There is a real subtlety worth naming. The hotspot and adaptive strategies use the data point as a target, which means they peek at the answer. AID does not. The enzyme has no idea which mutations will improve binding. It biases where it mutates based on sequence context, not on whether the result will bind better. So bHIVE’s gradient-informed strategies are a stronger claim than the biology supports. They are what hypermutation would look like if a cell could see its own fitness landscape. That is a useful fiction for an optimizer and an overreach as a model of AID. Keeping the distinction honest matters more than the metaphor.
Selection is the other half of the loop
Every strategy above proposes a mutated antibody. None of them decides whether to keep it. That job belongs to selection, and bHIVE’s rule is strict. A mutation survives only if it raises affinity. In code it is a single comparison. If the mutant binds better than the parent, replace the parent. Otherwise discard.
This makes the whole engine a greedy hill-climber. Mutation proposes, selection accepts only improvements. It is the immune system’s version of the germinal center light zone, where B cells that fail to capture enough antigen or win enough T cell help simply die. The strictness is the point. Affinity maturation works because the bar to survive keeps rising. The same strictness is also the engine’s main limitation. Greedy acceptance cannot climb out of a local optimum on its own. The real germinal center hedges against this with permissive early selection and with clonal diversity that keeps many lineages alive at once. A future strategy could borrow that too, accepting the occasional neutral or slightly worse mutation the way simulated annealing does. The room to grow is right there in the biology.
Why expose five instead of one
The argument from the last post was that AIS should import more immunology. This is what importing looks like in practice. Not a single richer mutation rule, but a menu, because the immune system itself does not commit to one. Different problems want different search. A noisy, high-dimensional landscape wants the per-feature caution of adaptive. A problem where you trust the geometry wants the directed aggression of hotspot.
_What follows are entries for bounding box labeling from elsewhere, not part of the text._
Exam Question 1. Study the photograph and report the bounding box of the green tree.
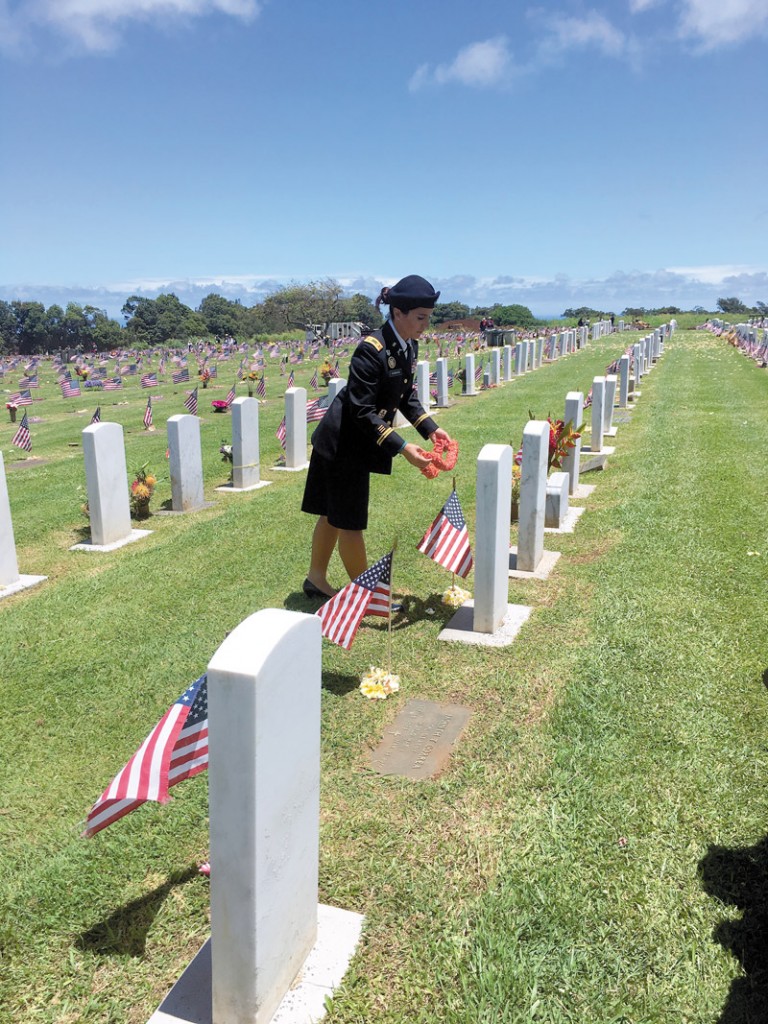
[563,306,606,319]
[262,278,344,332]
[718,296,750,313]
[10,300,48,355]
[432,302,469,325]
[341,292,383,329]
[0,299,16,352]
[198,292,243,338]
[488,303,540,328]
[122,292,198,345]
A setting where worst-case moves are dangerous wants the trust region of energy. The classical Gaussian still has its place as a baseline, and uniform keeps it.
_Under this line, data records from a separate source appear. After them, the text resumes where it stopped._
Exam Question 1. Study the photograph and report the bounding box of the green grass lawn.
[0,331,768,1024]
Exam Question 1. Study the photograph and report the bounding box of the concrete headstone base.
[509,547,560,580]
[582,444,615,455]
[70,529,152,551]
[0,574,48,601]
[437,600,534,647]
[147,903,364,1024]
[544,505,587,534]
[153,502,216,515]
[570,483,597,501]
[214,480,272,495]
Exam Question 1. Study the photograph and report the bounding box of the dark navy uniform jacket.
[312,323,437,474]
Exposing the choice is the honest move. When you pick a strategy in bHIVE, you are choosing an optimizer, and you can say which one and why. That traceability is the same property the last post argued AIS gives you for free. A firing detector has a lineage. Now its mutations have a named search algorithm behind them too. The glass box extends all the way down to how each antibody learned to bind.
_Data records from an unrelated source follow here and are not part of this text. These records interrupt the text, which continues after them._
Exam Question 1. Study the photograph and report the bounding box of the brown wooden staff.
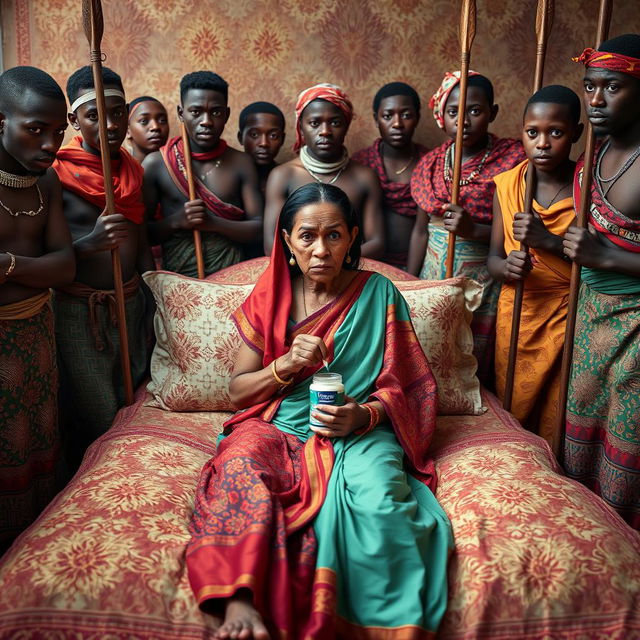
[502,0,553,411]
[446,0,476,278]
[82,0,133,405]
[552,0,613,463]
[180,120,204,280]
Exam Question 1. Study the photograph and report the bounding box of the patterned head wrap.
[571,47,640,78]
[293,82,353,151]
[429,69,480,129]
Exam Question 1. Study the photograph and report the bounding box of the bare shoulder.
[38,167,60,194]
[142,151,164,175]
[222,147,253,169]
[349,162,379,189]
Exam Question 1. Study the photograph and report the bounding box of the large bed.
[0,261,640,640]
Somatic hypermutation spent millions of years discovering that good search means adapting your step to your progress and your direction to your error. We rediscovered the same thing and called it Adam. bHIVE just writes both down in the same place, and lets you pick which version of the immune system you want to run.
These strategies live in the SHMEngine of bHIVE, an open-source R package bringing AIS methods into modern immunology.